At this point, identity itself becomes a highly wrought, labor-intensive product. It begins to play as a status good, helping others signal belonging and uniqueness through association with us, with our reified identity, and so on. It has become an object among objects in the field of advertising, of which social networks are merely an extension. This is what Web 2.0 is ultimately all about — making everything part of the code of identity and stripping away the autonomy of any of our choices. Instead, they all mean something that we may or may not intend, we may or may not want to have to worry about. ?

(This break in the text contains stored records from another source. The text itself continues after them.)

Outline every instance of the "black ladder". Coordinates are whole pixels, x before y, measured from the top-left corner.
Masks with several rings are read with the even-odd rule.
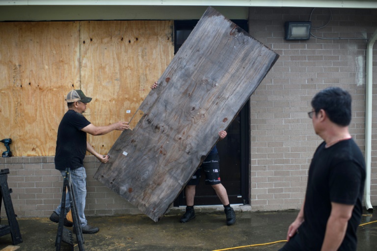
[[[9,189],[8,187],[7,179],[9,173],[9,169],[7,168],[0,170],[0,208],[1,207],[1,201],[4,201],[4,208],[6,212],[9,224],[9,225],[0,225],[0,236],[10,233],[12,236],[12,243],[13,245],[16,245],[22,242],[22,238],[20,232],[18,223],[16,219],[16,215],[14,214],[12,198],[10,198],[12,189]]]
[[[77,206],[75,200],[75,195],[73,192],[73,185],[71,181],[70,177],[71,170],[69,168],[65,169],[65,176],[64,181],[63,183],[63,193],[61,197],[61,205],[60,206],[60,215],[59,216],[59,224],[57,226],[57,234],[56,234],[56,240],[55,242],[56,251],[60,251],[61,246],[61,242],[65,242],[71,246],[71,250],[73,251],[73,247],[75,244],[73,242],[72,232],[64,227],[64,211],[65,208],[65,197],[66,191],[68,190],[69,195],[69,202],[71,204],[71,211],[72,213],[72,219],[73,220],[73,227],[76,232],[76,239],[79,244],[79,250],[80,251],[84,251],[84,237],[81,232],[81,226],[79,222],[79,212],[77,211]]]

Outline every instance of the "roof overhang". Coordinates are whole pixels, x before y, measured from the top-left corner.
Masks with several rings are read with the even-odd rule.
[[[232,6],[377,8],[376,0],[13,0],[1,5]]]
[[[211,6],[229,19],[250,7],[377,8],[377,0],[0,0],[0,22],[199,19]]]

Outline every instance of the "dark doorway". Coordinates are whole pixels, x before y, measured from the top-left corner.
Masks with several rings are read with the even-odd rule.
[[[174,53],[188,37],[199,20],[174,22]],[[232,20],[248,31],[246,20]],[[217,144],[220,156],[220,176],[231,204],[248,203],[249,122],[248,100],[226,130],[227,136]],[[202,174],[200,182],[196,186],[196,205],[220,204],[215,190],[205,184],[205,175]],[[175,206],[186,204],[185,191],[174,201]]]

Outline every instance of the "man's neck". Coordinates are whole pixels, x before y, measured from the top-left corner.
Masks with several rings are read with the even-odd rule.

That ties in to what is most disturbing about consumerism: how it appropriates consumption rituals and commercializes them, building in the priorities of capital directly into the social world and its material culture. It promises a paradoxical escape from being labeled by what we consume, by suggesting we can consume in isolation from society. But at the same time, that isolation makes us vulnerable, more prone to turn to advertisements in lieu of communities for a quick infusion of the social meanings none of us can exist without, regardless of what ideology tells us. The social hierarchies reproduced by consumerism are also engineered to suit capital, naturalizing the sorts of ritual consumption that suit its perpetuation: rather than potlatches and festivals, we orient our consumption through such ideas as invidious comparison, competitive conspicuous consumption and self-presentation as branding. Rather than use consumption to stabilize identity and render it secure, we end up using consumerism to chase the impossible dream of unfettered individuality, of identity that is entirely free of contingencies, of finding the goods that represent us and no one else for only those rare soul mates who can interpret them. We search and search for these people, destined never to find them, no matter how many fleeting glimpses of them we catch in the mirror.”